The holder of a degree in strategic management has become a smart farmer, and is perhaps the most ambitious young man in Miguye village in Nyando Constituency, some 10km north of Kisumu town.
“I know the size of my farm is massive compared to that of all the other horticulture farmers in this area. The portable solar pumping system is relatively new as well,” said Bill, who started farming some four months ago.
The solar pump is his latest addition having acquired it recently from Future Pump in a friendly model that made him not feel any pinch.
For the last three years, Future Pump has been working with some 100 farmers in Nyanza and using them to research on how to better the water pump.
The research was part of the work supported by Africa Enterprise Challenge Fund (AECF), a Sh30.4 billion private sector fund that provides funding to enterprises in 24 countries across sub-Saharan Africa.
Through an initiative known as Renewable Energy, Adaptation and Climate Change Technology (REACT), small and medium size companies are asked to write proposals of their innovative business plans, which are then subjected to vetting.
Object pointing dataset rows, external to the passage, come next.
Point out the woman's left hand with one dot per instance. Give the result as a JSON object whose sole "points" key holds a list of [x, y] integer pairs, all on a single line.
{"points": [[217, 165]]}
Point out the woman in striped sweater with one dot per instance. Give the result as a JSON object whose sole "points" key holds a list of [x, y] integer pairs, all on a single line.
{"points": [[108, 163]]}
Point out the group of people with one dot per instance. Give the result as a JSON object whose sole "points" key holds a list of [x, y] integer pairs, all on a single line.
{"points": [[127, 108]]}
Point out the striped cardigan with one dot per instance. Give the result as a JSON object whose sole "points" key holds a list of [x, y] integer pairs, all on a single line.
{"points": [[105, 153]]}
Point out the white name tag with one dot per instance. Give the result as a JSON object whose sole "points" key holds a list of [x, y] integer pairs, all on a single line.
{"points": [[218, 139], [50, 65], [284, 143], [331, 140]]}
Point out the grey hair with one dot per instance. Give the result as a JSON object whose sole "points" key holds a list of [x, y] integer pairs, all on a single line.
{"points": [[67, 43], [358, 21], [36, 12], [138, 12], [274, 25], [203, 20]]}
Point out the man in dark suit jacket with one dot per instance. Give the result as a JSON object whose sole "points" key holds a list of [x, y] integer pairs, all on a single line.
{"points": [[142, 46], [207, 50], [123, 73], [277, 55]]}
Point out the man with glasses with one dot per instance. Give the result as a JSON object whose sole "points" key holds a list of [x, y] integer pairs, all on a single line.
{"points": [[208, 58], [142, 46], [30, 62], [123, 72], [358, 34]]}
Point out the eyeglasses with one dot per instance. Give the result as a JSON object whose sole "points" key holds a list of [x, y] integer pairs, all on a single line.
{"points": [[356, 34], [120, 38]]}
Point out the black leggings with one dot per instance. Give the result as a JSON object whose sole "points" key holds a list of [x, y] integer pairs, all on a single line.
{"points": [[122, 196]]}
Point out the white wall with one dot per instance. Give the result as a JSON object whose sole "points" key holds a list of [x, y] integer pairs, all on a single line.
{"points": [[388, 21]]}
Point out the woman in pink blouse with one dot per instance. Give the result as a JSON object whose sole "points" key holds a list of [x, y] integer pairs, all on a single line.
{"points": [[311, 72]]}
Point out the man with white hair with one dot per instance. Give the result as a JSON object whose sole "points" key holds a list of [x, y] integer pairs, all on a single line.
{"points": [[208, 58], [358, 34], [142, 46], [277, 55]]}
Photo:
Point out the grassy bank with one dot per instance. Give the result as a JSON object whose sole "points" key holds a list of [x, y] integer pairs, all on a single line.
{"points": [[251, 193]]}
Successful companies like Future Pump are, therefore, given loans to implement the projects as long as they can raise at least 50 per cent of the amount they are asking for.
Victor Ndiege, the Portfolio Manager – REACT, said for the Future Pump research, the 100 farmers purchased the first version of the pump named Sunflower 1 at Sh35,000 with an agreement that the company would collect feedback from them from time to time, and offer free servicing of the equipment.
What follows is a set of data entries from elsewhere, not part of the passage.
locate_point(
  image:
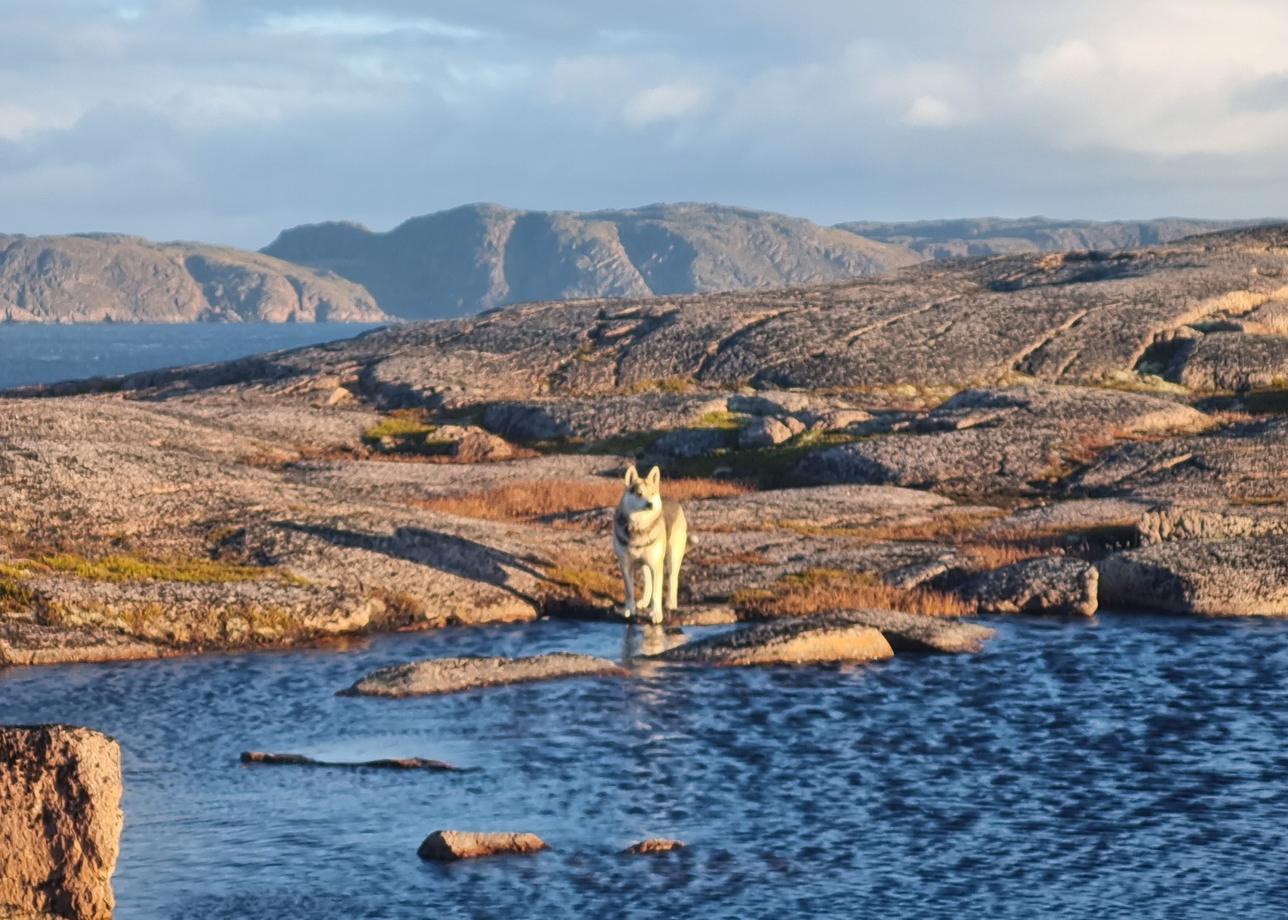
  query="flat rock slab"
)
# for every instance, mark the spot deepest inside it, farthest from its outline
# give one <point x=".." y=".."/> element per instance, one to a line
<point x="59" y="820"/>
<point x="1217" y="577"/>
<point x="1211" y="519"/>
<point x="452" y="845"/>
<point x="1046" y="585"/>
<point x="653" y="845"/>
<point x="1233" y="361"/>
<point x="300" y="760"/>
<point x="451" y="675"/>
<point x="808" y="641"/>
<point x="920" y="633"/>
Using the information collected from the farmers, the company would then modify the gadget further and offer the updated version of the machine to the farmers involved without further charges.
Thanks to the research, the company has come up with two versions known as ‘Sunflower 1 (SF1)’ and 2 (SF2).
SOLAR ENERGY IS MORE SUSTAINABLE
So far, the SF2 which Bill acquired is the latest version of the pump, and is much smaller (20kg) with a solar panel that is collapsible into three parts making it much easier for farmers to transport. It is much more powerful than the SF1, which weighs 28kg.
Once the equipment is bought, the company provides spare parts and maintenance warranty at no extra cost for five years.
“Since the technology is subjected to harsh conditions on the farm, no amount of clever engineering will prevent it from breaking down at some point. So, rather than disingenuously portray our pumps as invincible, we have chosen to address this head on and make customer support as routine as our other operations,” said Martina Groenemeijer of Future Pump, adding farmers are allowed up to two year payment mode.
Bill has purchased two pumps at Sh65,000 each on credit. But looking at the crop on his farm, he is optimistic that he would clear the debt soon after selling the tomatoes.
“By March next year, I hope that I would have paid off the debt using proceeds from my tomatoes so that I can focus on other things,” he said, adding that the machine pumps water for up to 500 metres on a flat ground.
Ndiege notes that the solar technology is a more sustainable replacement for diesel and petrol powered generators, which are the most commonly used by smallholders in Kenya and many other African countries.
Jamlick Mutie, a Water Resource Engineer and an irrigation specialist, said solar pumps are the way to go especially for smallholders.
“For solar, the initial investment is higher than diesel pumps, but solar pumps have less maintenance costs compared to diesel pumps which need fueling now and then.”
However, Mutie said that nearly all the solar pumping systems in the market lack the battery chamber, which is a limiting factor for farmers whenever the weather is cloudy.
“Inclusion of the battery will definitely increase farmers’ performance because they need constant flow of water during transplanting and when their crop is at a flowering stage.”